制度・政策

GX推進のためのグリーン鉄研究会 第3回 フォローアップ会合 - meti.go.jp

meti.go.jp 2026-05-13
経産省がGX推進のためのグリーン鉄研究会の第3回フォローアップ会合を開催した。"

専門家の視点

この会合では、グリーン鉄の普及に向けた具体的なロードマップや数値目標が示されていない点が構造的な問題です。研究会の開催自体は「物語」、つまり政府が脱炭素に取り組む姿勢を示す役割を果たしていますが、「実体」としての具体的な政策手段や導入期限、コスト試算が欠落しています。現時点では国内鉄鋼業界の水素還元技術は実証段階にあり、商業化の目途が立っていないという物理制約があります。
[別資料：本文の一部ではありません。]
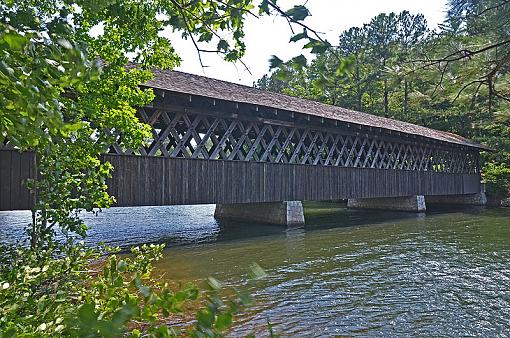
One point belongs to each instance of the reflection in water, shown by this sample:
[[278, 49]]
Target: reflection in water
[[347, 272]]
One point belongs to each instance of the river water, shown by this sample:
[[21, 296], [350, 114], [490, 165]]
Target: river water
[[347, 272]]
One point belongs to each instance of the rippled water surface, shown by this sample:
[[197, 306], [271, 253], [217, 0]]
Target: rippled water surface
[[444, 273]]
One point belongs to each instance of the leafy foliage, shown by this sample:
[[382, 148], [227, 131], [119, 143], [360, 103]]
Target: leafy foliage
[[69, 296], [455, 79]]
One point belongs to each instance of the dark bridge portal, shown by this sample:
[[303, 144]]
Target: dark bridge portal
[[218, 142]]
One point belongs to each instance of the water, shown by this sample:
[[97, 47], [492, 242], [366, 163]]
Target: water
[[446, 273]]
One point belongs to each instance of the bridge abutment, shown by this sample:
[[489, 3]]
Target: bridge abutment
[[414, 203], [282, 213]]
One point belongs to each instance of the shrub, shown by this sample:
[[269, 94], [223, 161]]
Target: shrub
[[497, 179], [71, 290]]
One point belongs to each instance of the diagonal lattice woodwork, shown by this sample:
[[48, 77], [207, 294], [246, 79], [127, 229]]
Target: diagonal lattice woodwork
[[188, 135]]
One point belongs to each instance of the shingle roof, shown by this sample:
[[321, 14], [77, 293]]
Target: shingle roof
[[203, 86]]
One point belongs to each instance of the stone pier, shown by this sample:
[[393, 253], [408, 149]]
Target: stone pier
[[414, 203], [282, 213]]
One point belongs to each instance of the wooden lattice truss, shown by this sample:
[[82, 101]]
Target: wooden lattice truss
[[185, 135]]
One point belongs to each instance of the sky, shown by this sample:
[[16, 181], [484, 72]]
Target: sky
[[268, 36]]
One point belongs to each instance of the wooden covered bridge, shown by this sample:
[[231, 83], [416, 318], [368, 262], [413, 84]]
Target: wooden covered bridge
[[223, 143]]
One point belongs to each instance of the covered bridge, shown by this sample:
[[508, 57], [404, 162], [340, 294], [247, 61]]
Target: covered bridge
[[224, 143]]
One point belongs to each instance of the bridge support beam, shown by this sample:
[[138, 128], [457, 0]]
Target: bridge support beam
[[282, 213], [479, 199], [414, 203]]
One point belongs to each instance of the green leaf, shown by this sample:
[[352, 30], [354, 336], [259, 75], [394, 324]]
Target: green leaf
[[299, 62], [275, 62], [299, 36], [87, 315], [223, 321], [298, 13], [15, 40]]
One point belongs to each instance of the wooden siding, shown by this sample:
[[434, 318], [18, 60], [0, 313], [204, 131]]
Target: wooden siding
[[145, 180], [148, 180], [15, 169]]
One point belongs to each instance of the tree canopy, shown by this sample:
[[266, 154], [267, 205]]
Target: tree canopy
[[455, 78]]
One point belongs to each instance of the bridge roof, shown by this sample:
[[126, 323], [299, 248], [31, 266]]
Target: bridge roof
[[207, 87]]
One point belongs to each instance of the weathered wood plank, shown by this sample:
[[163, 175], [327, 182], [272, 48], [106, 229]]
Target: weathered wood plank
[[197, 181]]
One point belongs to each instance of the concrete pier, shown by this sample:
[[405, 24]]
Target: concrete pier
[[282, 213], [479, 199], [414, 203]]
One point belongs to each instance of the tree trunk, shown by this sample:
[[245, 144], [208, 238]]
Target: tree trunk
[[386, 103]]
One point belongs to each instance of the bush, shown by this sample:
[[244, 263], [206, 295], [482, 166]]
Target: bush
[[71, 290], [497, 179]]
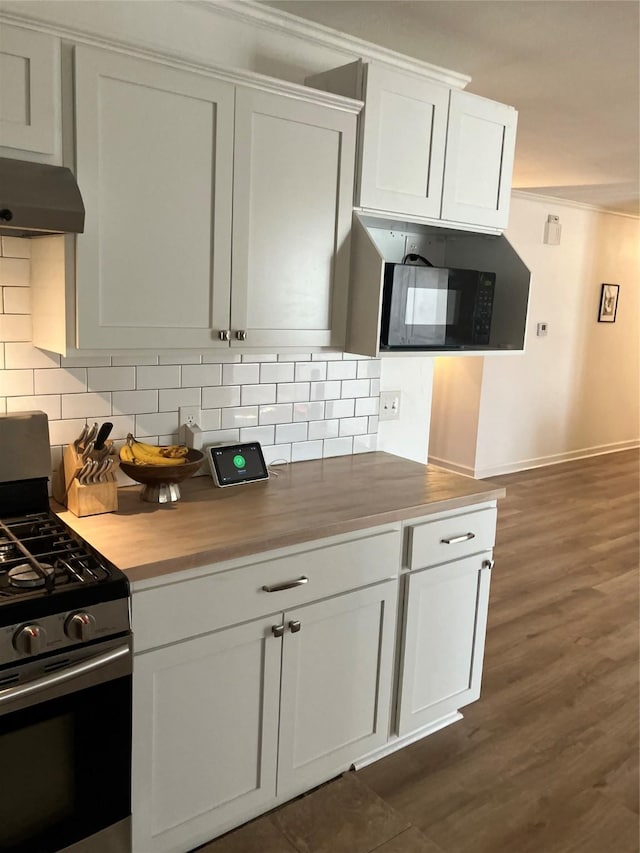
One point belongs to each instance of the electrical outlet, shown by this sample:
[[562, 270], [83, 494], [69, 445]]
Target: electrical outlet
[[189, 415], [389, 406]]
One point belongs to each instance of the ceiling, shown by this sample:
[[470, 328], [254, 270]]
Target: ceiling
[[570, 67]]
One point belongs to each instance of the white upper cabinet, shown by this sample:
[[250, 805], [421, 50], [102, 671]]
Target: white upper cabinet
[[426, 151], [481, 141], [29, 94], [292, 200], [402, 143], [154, 150]]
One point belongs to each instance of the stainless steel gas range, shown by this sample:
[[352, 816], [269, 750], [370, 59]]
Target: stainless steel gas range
[[65, 668]]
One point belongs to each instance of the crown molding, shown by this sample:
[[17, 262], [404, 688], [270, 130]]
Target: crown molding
[[255, 13], [581, 205]]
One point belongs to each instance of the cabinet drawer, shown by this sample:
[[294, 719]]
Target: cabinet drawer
[[451, 538], [184, 609]]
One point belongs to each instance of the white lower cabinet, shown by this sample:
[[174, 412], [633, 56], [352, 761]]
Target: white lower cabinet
[[229, 724], [443, 640]]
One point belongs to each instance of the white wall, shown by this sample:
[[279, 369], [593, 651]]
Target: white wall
[[574, 392]]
これは「物語先行」のパターンであり、壮大なビジョンに対して実際の技術・経済的な裏付けが追いついていない状態です。「期待」のレイヤーでは、投資家や企業が先行して動くには情報が不十分であり、結果として市場の反応は鈍化します。隠れた前提は「研究会の開催=前進」という構図です。しかし、国際競争の観点から見れば、EUや中国が国境炭素調整や補助金で先行する中、日本が会合を重ねるだけでは差は広がるばかりです。次に見るべき観測点は、次回会合までに具体的な導入量のコミットメントが示されるかどうかです。現状では、官民が同じ情報を共有しているだけで、実行に移すための時間軸の設定が致命的に不足しています。